I will find a playlist that has a decent number of bands (e.g. [the Power Metal playlist](https://open.spotify.com/playlist/1cxAqhSGeWZ5vvQAitKpoJ?si=77f825b797cc4c7f) has XXX songs) by browsing Spotify manually, get the playlist id from the URL, and then use Spotify API to extract the band ids from all the bands on it. From here it is pretty simple to scrape the artwork from their discogs page.

In [2]:
# Initialize Spotify API

user_secrets = UserSecretsClient()
client_id = user_secrets.get_secret("SPOTIFY_CLIENT")
client_secret = user_secrets.get_secret("SPOTIFY_SECRET")
client_credentials_manager = SpotifyClientCredentials(client_id=client_id, client_secret=client_secret)
sp = spotipy.Spotify(client_credentials_manager=client_credentials_manager)

In [3]:
# Defining sub genres
genre_list = [
    'power metal'
    , 'black metal'
#     , 'death metal'
#     , 'thrash metal'
]

### Get Band Names

In [4]:
def get_artists_by_genre(genre, limit=50, pages=4):
    results = []

    for i in range(pages):
        results_page = sp.search(q=f'genre:"{genre}"', type='artist', limit=limit, offset=limit * i)
        results += results_page['artists']['items']

    return results

In [5]:
exclusion_lists = {
    'power metal': ['Accept', 'Amon Amarth', 'Children Of Bodom', 'Arch Enemy', 'Amorphis', 'Lordi', 'Equilibrium', 'Machinae Supremacy', 'Metal Church', 'Nevermore', 'X JAPAN', 'Queensrÿche', 'Stryper', 'Helloween', 'Mafumafu', 'Dimmu Borgir', 'Imperial Circus Dead Decadence', 'Savatage', 'Saxon', 'Moonspell', "Therion", 'Armored Saint', 'Sanctuary', 'Manilla Road'],
#     'death metal': ['Children of Bodom', 'Municipal Waste', 'DevilDriver', 'Exodus', 'Behemoth', 'Eluveitie', 'Kreator', 'Dimmu Borgir', 'Equilibrium', 'Scar Symmetry', 'Mercyful Fate', 'Æther Realm', 'Darkthrone', 'Dissection', 'Candlemass', 'Venom', 'Mors Principium Est', 'Slayer', 'Imperial Circus Dead Decadence', 'Toxic Holocaust', 'Belphegor', 'Ensiferum', 'Goatwhore', 'Gojira', 'In Flames', 'Children Of Bodom', 'Annihilator', 'Hypocrisy', 'Septicflesh', 'Sepultura', 'Havok', 'Sodom'],
#     'thrash metal': ['W.A.S.P.', 'Accept', 'Dying Fetus', 'Helloween', 'King Diamond', 'Armored Saint', 'Death Angel', 'At The Gates', 'Mercyful Fate', 'Decapitated', 'Iced Earth', 'Immortal', 'Bathory', 'Savatage', 'Venom', 'Nile', 'Metal Church', 'Anvil', 'Six Feet Under', 'Crimson Glory', 'Hellhammer', 'Cryptopsy', 'Immolation', 'Nevermore', 'Vader', 'Bloodbath', 'Possessed', 'Sanctuary', 'Manilla Road', 'Vicious Rumors', 'Sarcófago', 'Asphyx', 'Unleashed', 'Vital Remains', 'Grave', 'Incantation', 'Sinister', 'Deströyer 666', 'Cirith Ungol'],
    'black metal': ['Vader', 'Dystopia', 'Morbid Angel', 'Deicide', 'Entombed', 'Suffocation', 'Bloodbath', 'Gorguts', 'Hypocrisy', 'Immolation', 'Inferi', 'Cryptopsy', 'Dismember', "Therion", 'Sarcófago', 'Asphyx', 'Unleashed', 'Vital Remains', 'Grave', 'Incantation', 'Sinister']
}

In [6]:
# Step 3: Create hierarchy for each subgenre

genre_data = {}

try:
    rmtree('data')
except FileNotFoundError:
    pass
path = Path('data')
path.mkdir(exist_ok=True, parents=True)

for subgenre in genre_list:
    output_dir = os.path.join('data', subgenre.replace(' ', '_'))
    if not os.path.exists(output_dir):
        os.makedirs(output_dir)

for genre in genre_list:
    results = get_artists_by_genre(genre)
    genre_data[genre] = [artist['name'] for artist in results if artist['name'] not in exclusion_lists.get(genre, [])]

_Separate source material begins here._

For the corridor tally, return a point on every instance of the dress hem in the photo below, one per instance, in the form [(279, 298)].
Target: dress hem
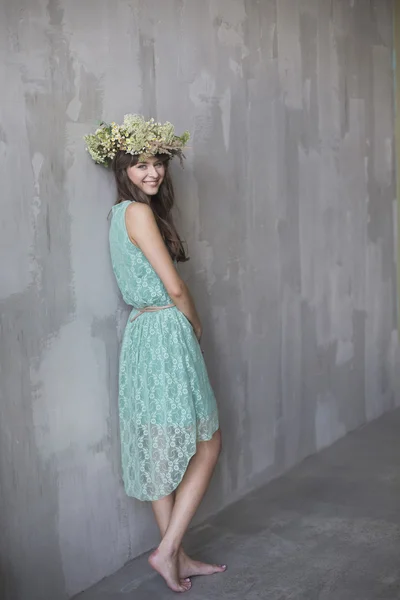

# for genre in genre_data:
#     print(genre_data[genre])

In [7]:
# Function for checking there aren't bands listed under >1 genre - if so manually added to exclusion list above.
def find_bands_duplicate_genres(d: dict):
    # Initialize an empty dictionary to store the strings as keys and the keys they belong to as values
    string_dict = {}
    
    # Iterate through the key-value pairs in the input dictionary
    for key, val_list in d.items():
        # Iterate through the strings in the current list
        for val in val_list:
            # If the string is already in the string_dict, append the current key to its value list
            if val in string_dict:
                string_dict[val].append(key)
            # If the string is not in the string_dict, create a new key-value pair with the string as the key and a list containing the current key as the value
            else:
                string_dict[val] = [key]

    # Now iterate through the string_dict to print out the strings that belong to more than one key
    for string, keys in string_dict.items():
        if len(keys) > 1:
            print(f'The string "{string}" is in the keys: {", ".join(keys)}')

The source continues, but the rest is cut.